First use of gene therapy to treat growth hormone resistant dwarfism in a mouse model

The only treatment tested for growth hormone receptor (GHR) defective Laron Syndrome (LS) is injections of recombinant insulin-like-growth factor 1 (rhIGF1). The response is suboptimal and associated with progressive obesity. In this study, we treated 4-5-week-old Laron dwarf mice (GHR-/-) with an adeno-associated virus expressing murine GHR (AAV-GHR) injection at a dose of 4 x 10(10) vector genome per mouse. Serum growth hormone (GH) levels decreased, and GH-responsive IGF1, IGF binding protein 3 (IGFBP3) and acid labile subunit (ALS) increased. There was a significant but limited increase in body weight and length, similar to the response to rhIGF1 treatment in LS patients. All the major organs increased in weight except the brain. Our study is the first to use gene therapy to treat GH-receptor deficiency.
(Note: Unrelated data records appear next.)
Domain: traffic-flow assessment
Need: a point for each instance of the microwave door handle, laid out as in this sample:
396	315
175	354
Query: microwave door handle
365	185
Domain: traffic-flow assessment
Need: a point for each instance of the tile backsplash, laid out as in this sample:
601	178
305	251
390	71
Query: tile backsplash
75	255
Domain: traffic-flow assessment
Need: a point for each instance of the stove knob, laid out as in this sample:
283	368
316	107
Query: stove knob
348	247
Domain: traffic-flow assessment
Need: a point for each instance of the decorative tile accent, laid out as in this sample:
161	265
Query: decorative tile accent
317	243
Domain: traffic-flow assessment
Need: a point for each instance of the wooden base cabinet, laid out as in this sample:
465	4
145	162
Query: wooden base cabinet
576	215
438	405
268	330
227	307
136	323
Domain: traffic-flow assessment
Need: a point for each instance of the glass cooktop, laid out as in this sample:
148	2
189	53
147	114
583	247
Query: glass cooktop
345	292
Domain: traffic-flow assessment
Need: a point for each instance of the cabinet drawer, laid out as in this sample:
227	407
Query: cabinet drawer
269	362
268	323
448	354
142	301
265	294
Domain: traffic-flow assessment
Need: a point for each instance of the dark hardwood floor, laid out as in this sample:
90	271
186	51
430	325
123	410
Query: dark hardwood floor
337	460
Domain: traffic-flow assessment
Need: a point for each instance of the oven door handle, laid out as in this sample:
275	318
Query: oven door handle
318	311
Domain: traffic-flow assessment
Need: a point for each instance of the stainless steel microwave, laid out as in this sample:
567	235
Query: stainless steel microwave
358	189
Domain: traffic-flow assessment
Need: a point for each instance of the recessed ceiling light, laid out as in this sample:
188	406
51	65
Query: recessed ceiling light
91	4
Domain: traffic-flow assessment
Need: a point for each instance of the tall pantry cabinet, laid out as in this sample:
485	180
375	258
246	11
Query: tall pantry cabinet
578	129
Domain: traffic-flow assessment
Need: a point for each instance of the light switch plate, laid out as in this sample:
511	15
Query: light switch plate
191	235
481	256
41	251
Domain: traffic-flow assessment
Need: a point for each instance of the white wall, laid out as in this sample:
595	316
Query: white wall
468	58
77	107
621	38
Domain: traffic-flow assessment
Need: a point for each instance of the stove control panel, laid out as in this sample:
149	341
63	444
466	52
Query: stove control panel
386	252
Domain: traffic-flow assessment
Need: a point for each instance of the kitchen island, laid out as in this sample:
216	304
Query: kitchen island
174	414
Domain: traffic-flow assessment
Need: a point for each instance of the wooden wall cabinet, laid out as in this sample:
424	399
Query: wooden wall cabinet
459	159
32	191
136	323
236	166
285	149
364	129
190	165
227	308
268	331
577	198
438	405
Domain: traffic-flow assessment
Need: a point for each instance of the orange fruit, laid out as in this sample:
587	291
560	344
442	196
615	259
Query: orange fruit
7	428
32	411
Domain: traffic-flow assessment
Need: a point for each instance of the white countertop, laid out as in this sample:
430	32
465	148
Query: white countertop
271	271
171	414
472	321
We propose that gene therapy with AAV-GHR may eventually be useful for the treatment of human LS.

Automated summary

This study is the first to use gene therapy to treat GH-receptor deficiency. By injecting AAV-GHR, the serum GH levels decrease and the levels of GH-responsive IGF1, IGFBP3, and ALS increase in mice. It also causes a limited increase in body weight and length, similar to the response to rhIGF1 treatment in LS patients. This study is of great importance for the development of gene therapy for human LS treatment.